“In the beginning was the word,” says John’s gospel. Before that, there was silence. Not nothing, simply silence. I suppose “silence” defined would be “the absence of sound,” but silence speaks in its own way. There are multiple ways of speaking without voice.
Most meditation practices involve insulating yourself from the sounds that are out there and making yourself deaf so that you can really hear. Peggy Noonan wrote recently in the Wall Street Journal that John Krasinski’s new film, “A Quiet Place,” just released, is essentially a silent film. The aliens in this story are blind cannibals who will find you and eat you if you make the slightest noise. Ms Noonan says the film is awesome because it goes against today’s prevailing film style of making great amounts of continuous noise in order to communicate importance. I came close to walking out of the last superman movie because it was just a long series of noisy and flashy animation. Think virtual reality stuff of people blowing up and cars careening into one another. Very LOUD. NOISY.

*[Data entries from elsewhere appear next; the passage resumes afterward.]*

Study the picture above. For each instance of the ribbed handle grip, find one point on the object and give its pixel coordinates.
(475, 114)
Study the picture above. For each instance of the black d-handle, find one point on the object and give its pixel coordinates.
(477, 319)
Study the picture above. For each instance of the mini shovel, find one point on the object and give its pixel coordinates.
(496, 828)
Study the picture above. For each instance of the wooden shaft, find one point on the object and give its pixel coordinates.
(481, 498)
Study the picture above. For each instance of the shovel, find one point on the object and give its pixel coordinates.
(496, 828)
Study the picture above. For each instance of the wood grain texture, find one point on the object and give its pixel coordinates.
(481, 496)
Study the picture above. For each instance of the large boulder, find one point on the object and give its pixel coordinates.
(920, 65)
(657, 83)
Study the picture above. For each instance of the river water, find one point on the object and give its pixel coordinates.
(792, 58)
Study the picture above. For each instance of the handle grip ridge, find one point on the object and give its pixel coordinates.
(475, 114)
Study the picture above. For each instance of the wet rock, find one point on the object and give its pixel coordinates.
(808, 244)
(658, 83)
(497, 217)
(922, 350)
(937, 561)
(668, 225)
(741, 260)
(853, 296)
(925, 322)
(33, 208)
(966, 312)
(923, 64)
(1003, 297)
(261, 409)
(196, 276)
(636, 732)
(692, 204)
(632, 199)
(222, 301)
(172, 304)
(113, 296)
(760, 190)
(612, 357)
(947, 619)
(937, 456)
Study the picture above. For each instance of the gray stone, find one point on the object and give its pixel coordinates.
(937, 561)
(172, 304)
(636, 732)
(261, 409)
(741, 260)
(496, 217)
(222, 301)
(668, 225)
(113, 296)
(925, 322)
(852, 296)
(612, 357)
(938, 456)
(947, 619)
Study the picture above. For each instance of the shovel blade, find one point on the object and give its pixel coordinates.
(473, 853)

When “talkies” came along they only made the silent spaces in films even more dramatic. In Kubrick’s “A Space Odyssey”, the first line of dialogue doesn’t come until twenty-five minutes into the film. The music by Gyorgy Ligeti, carries the film along with no dialogue at all. Need I mention, Mel Brooks’ Silent Movie?
Years ago I wrote to Lillian Gish, a silent film star of huge reputation, and she wrote back to me about what she was doing and how she felt about silent films. In the first place, Ms Gish says, those movies were never meant to be silent, music accompanied the visuals. Sometimes it was orchestral music, other times it was a house organ or piano.
It was music as the “universal” language not speech which she felt made the films what they were in her day.
Hearing Al Jolson’s singing in “The Jazz Singer” — the first talkie blockbuster– wasn’t what wowed the audiences, it was the sound of forks and knives striking dishes in the cabaret scene that made the movies so real.
In life, especially in prayer, you have to have quiet inside and out. That’s why the first movement of prayer has to recollection. If you are listening to the TV or to some e-tune blaring through your headset, you are not listening for God. You have to quiet your heart and then find an inner room where you can listen for a word.
“It is my hope that great silent films with great music (will be produced again). These two once changed the world….” Lillian Gish. (author’s collection).